Juana’s patio garden contains several important P’urhépecha medicinal herbs such as the governora, epazote (Ambrosioid dysphania), Vicks Factory (Plectranthus hadiensis), poleo (Pulegium mint) and white horehound (Marrubium vulgaris). These are interspersed with edible plants like opuntia cactus and cabbage, which are used to prepare meals like atapakua mole and pozole.

Juana Bravo, an indigenous P'urhépecha healer, harvests herbs from her ekuarho agroforestry garden to prepare an ointment and medicinal tea in Angahuan, Michoachán, Mexico.  (Photo credit: Monica Pelliccia)

Juana Bravo, an indigenous P’urhépecha healer, harvests herbs from her ekuarho agroforestry garden to prepare an ointment and medicinal tea in Angahuan, Michoachán, Mexico. (Photo credit: Monica Pelliccia)

“The ekuarho is a typical pre-Hispanic agroforestry system of the P’urhépecha population,” explains biologist Maria del Carmen Godínez. “At first it grew in the woods: people sowed maize with pumpkins, chili peppers and beans, taking advantage of forest products such as wood, medicinal plants or mushrooms. Then, after the conquest, they brought it to the population centers. Now it’s easier to find in backyards than in the woods. However, as the P’urhépecha communities grew in population, the ekuarho became fewer and smaller due to the fragmentation of properties.

In Angahuan, the ekuarho is still the center of daily life for the curanderas. Here they grow medicinal plants, fruits and vegetables, pine trees for building materials and flowers for everyday enjoyment. The women also take advantage of the shade of the patio gardens, share family moments or work on embroidery under the scorching sun.

But before the rainy season, the ground here is as dry as sand. “It is difficult to continue working as traditional healers with the water shortage which has worsened over the past five years,” says Juana.
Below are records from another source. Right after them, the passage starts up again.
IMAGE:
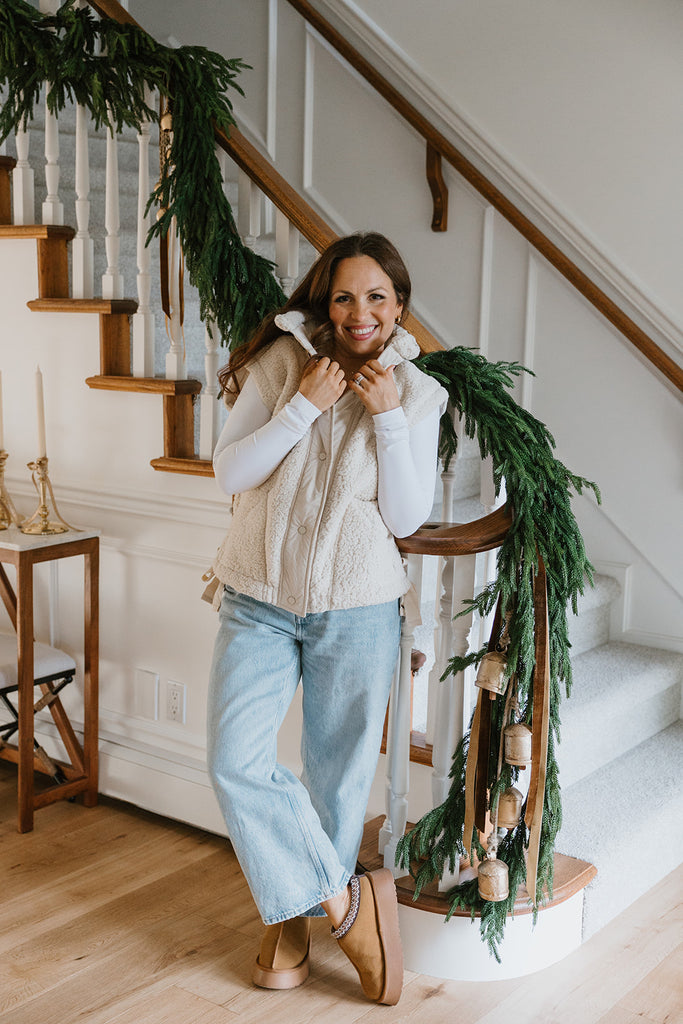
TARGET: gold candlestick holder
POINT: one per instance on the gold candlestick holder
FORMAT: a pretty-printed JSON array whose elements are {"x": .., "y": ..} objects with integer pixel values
[
  {"x": 40, "y": 521},
  {"x": 8, "y": 513}
]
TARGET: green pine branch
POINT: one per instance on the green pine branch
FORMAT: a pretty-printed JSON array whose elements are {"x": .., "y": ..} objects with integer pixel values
[{"x": 237, "y": 288}]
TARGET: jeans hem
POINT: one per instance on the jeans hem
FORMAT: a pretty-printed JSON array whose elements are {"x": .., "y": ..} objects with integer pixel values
[{"x": 308, "y": 905}]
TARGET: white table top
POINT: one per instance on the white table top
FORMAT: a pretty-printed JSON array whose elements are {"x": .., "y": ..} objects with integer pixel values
[{"x": 14, "y": 540}]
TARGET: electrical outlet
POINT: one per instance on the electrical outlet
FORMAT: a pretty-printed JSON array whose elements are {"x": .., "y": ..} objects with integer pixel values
[
  {"x": 175, "y": 701},
  {"x": 146, "y": 694}
]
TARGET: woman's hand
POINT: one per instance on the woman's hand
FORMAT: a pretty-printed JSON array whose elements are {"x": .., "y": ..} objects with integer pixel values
[
  {"x": 323, "y": 382},
  {"x": 375, "y": 387}
]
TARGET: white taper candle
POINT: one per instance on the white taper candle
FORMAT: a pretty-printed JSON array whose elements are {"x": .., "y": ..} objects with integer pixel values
[{"x": 40, "y": 407}]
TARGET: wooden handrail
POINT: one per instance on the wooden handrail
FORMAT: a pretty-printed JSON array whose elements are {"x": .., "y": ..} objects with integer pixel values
[
  {"x": 273, "y": 185},
  {"x": 458, "y": 538},
  {"x": 434, "y": 138}
]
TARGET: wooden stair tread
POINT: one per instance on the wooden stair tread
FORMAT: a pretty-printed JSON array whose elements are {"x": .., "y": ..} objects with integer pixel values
[
  {"x": 571, "y": 875},
  {"x": 37, "y": 231},
  {"x": 83, "y": 305},
  {"x": 193, "y": 467},
  {"x": 150, "y": 385}
]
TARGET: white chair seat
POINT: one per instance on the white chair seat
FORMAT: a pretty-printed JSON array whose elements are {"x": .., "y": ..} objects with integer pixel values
[{"x": 48, "y": 662}]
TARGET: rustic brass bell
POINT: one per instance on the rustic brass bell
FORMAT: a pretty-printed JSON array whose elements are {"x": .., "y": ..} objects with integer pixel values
[
  {"x": 491, "y": 675},
  {"x": 518, "y": 744},
  {"x": 509, "y": 808},
  {"x": 493, "y": 880}
]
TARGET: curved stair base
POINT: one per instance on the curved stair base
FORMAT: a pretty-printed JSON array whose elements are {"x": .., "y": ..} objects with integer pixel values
[{"x": 454, "y": 949}]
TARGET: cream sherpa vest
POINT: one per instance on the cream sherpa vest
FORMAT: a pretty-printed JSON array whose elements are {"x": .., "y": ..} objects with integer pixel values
[{"x": 310, "y": 538}]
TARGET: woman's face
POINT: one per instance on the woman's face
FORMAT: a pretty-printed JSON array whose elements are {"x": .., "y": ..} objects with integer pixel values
[{"x": 364, "y": 307}]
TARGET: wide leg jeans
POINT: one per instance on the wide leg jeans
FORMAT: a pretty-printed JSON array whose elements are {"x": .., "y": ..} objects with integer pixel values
[{"x": 297, "y": 840}]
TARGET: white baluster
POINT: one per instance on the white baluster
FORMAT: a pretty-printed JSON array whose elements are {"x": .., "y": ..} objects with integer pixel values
[
  {"x": 82, "y": 246},
  {"x": 53, "y": 211},
  {"x": 486, "y": 559},
  {"x": 287, "y": 251},
  {"x": 443, "y": 607},
  {"x": 209, "y": 404},
  {"x": 250, "y": 202},
  {"x": 175, "y": 357},
  {"x": 143, "y": 320},
  {"x": 112, "y": 279},
  {"x": 398, "y": 757},
  {"x": 23, "y": 181},
  {"x": 442, "y": 642}
]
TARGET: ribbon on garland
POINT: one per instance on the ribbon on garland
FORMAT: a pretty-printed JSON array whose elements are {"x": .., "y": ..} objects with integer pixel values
[{"x": 540, "y": 728}]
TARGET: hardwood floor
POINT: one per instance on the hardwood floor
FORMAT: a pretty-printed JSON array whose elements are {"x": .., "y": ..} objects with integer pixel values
[{"x": 113, "y": 914}]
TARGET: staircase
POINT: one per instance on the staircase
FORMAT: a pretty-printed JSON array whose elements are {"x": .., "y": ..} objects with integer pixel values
[
  {"x": 620, "y": 763},
  {"x": 622, "y": 735}
]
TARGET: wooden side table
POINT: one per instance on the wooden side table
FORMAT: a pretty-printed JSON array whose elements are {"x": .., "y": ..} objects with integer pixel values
[{"x": 81, "y": 775}]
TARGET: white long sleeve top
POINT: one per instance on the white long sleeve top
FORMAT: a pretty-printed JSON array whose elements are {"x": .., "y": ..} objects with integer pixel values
[{"x": 253, "y": 443}]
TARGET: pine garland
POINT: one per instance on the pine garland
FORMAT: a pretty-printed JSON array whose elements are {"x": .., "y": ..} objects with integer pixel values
[
  {"x": 237, "y": 288},
  {"x": 538, "y": 487}
]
She wears the traditional P’urhépecha dress with a long pleated skirt, an apron and an embroidered shirt covered with blue and black striped shawls.
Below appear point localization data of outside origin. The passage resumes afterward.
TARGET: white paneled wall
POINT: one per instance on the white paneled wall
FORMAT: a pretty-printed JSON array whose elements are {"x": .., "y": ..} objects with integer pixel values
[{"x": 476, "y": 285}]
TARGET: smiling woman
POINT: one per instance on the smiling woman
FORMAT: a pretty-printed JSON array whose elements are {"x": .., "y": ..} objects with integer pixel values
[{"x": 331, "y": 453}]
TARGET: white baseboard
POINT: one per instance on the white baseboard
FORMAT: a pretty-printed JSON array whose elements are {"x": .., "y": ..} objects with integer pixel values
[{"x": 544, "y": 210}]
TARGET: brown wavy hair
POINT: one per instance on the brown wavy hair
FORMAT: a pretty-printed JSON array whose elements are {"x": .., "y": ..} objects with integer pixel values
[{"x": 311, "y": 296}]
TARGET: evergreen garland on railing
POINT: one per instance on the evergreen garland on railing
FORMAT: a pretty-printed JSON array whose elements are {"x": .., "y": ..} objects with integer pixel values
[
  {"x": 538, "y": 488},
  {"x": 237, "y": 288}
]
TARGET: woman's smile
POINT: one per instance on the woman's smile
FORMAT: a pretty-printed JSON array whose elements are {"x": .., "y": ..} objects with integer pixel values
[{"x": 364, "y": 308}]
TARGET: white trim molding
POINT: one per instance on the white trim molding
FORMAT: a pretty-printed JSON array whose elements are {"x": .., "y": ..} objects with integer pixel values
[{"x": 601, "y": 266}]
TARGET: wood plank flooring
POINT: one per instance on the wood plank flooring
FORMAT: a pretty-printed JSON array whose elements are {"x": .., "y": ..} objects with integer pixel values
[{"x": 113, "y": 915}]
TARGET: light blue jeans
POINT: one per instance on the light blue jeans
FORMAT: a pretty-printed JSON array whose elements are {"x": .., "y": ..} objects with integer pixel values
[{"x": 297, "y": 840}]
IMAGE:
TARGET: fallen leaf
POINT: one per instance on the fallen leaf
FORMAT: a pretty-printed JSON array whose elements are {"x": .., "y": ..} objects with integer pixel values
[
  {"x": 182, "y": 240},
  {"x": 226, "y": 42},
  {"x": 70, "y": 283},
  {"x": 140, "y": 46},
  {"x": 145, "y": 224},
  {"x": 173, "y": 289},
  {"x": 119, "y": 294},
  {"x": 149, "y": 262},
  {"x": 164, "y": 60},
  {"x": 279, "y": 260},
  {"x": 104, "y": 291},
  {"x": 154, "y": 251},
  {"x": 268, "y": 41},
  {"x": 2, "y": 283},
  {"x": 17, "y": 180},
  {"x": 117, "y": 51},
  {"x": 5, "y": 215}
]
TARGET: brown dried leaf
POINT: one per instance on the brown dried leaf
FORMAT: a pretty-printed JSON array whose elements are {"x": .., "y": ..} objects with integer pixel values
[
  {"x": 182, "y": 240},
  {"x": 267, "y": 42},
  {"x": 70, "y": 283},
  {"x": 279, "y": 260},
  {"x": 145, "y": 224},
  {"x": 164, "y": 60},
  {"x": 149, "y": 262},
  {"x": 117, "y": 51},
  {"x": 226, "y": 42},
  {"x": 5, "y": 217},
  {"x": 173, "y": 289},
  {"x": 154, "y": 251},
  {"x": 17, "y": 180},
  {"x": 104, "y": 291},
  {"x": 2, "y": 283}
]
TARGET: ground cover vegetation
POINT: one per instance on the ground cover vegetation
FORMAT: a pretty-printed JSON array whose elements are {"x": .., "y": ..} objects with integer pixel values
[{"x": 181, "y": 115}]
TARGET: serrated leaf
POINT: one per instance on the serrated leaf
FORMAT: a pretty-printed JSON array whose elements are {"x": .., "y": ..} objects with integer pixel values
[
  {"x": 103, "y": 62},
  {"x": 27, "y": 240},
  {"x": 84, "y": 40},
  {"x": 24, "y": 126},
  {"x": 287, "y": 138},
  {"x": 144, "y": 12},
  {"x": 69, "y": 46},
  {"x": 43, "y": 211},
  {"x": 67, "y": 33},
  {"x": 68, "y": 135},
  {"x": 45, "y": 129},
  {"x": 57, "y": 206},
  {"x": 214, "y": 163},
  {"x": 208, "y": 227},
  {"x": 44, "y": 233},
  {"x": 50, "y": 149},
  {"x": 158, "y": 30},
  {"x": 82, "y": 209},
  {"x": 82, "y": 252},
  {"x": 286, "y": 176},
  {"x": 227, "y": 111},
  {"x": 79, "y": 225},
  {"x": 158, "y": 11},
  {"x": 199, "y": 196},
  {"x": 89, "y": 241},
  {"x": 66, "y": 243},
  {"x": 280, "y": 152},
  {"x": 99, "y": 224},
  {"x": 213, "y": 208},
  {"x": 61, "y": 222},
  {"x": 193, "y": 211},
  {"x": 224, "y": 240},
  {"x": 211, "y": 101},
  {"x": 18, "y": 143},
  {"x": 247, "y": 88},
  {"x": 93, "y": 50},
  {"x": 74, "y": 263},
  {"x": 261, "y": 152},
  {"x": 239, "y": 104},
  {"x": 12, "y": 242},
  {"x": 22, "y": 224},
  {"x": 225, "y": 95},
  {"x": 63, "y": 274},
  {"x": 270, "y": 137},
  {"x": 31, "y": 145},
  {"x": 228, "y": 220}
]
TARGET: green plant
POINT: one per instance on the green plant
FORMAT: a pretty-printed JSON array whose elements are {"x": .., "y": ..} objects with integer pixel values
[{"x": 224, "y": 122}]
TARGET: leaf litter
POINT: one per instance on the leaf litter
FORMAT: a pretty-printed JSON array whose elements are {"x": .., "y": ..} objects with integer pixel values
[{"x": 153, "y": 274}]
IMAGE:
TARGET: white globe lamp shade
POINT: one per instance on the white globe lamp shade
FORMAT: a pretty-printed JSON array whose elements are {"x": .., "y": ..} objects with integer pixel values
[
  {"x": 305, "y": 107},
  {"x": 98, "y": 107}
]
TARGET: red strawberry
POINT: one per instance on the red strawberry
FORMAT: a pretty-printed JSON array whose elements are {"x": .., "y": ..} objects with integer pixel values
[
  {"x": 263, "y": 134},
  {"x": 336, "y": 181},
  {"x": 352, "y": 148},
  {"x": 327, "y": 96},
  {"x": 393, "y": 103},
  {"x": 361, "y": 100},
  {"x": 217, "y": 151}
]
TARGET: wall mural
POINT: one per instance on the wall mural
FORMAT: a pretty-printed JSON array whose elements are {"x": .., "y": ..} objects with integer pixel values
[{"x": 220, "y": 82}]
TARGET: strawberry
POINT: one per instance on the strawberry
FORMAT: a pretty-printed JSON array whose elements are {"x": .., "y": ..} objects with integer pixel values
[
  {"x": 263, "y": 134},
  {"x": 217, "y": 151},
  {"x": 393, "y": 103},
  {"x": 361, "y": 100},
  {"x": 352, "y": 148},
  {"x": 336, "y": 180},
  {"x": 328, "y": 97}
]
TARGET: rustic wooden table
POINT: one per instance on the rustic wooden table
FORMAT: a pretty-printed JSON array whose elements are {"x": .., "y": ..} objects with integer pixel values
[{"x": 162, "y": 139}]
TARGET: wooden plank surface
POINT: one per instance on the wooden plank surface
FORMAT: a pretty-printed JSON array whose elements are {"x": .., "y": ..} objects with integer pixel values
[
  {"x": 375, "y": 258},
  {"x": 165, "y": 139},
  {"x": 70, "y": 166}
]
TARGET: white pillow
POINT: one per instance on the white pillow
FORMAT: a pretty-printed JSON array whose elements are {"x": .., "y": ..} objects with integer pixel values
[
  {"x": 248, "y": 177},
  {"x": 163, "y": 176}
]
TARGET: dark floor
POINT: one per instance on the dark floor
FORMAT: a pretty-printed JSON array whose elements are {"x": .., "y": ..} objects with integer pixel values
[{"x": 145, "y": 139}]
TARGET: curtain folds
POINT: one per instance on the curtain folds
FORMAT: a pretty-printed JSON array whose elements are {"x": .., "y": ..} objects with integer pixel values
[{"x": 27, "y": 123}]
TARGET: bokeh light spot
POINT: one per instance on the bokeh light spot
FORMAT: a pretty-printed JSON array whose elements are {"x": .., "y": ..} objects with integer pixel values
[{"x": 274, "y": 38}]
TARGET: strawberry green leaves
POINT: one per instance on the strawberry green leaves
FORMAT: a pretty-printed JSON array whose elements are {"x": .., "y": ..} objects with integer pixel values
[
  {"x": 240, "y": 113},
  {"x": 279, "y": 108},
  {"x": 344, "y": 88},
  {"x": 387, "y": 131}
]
“During the dry season, we don’t have many plants, and sometimes they dry out. You have to wait for the first rains for everything to germinate,” she says. A peach tree recently died of thirst on the terrace, so her husband Nacho turned it into a table. But every morning, as soon as the first rays of the sun enter the garden, she waters her plants with a basin.

“I only use a little because we have to avoid waste,” she explains. “We only have running water every three days for one hour only, normally 8am to 9am, I use recycled water [and still] we have to buy gallons from stores to prepare ointments and essential oils.

“Naná” Gracia checks the ripeness of a peach in her ekuarho, a traditional agroforestry plot outside her home made up of fruit trees, medicinal herbs, vegetables, herbs and flowers. (Photo credit: by Monica Pelliccia)

A fourth generation legacy

Learning about traditional medicine from her grandmother, Victoria, is one of Juana’s treasured childhood memories. “We used to pick black cherries and herbs in the woods. But now fewer trees surround us due to the development of orchards and the sawmill trade,” she says. After growing up, Juana received professional training in Uruapan to help her community as a curandera.

“When I was young, all the women were weed pickers,” says Juana’s mother, Maria Teresa, 67. “At that time, we didn’t have a medical center in the village, it was the only option for us.”

Currently, there are fewer curanderas in Angahuan, but they are joined in their efforts by women like “Nana” Gracia Bravo, 57, a third-generation midwife and mother of five. Her house is a short walk from Juana’s, among street food stalls and shops selling everything from ice cream to jewelry. From early morning until evening, vendors advertise quick meals like pozole.

Walking the dusty streets, almost everyone knows Gracia. “Do you want a soft drink?” a couple of men tell him as they pass the shops. “It’s always like that,” Gracia said with a smile. “I have been doing this job for 40 years. When I walk down the street, sometimes people stop me and offer me a soft drink because I was supporting their mothers during childbirth.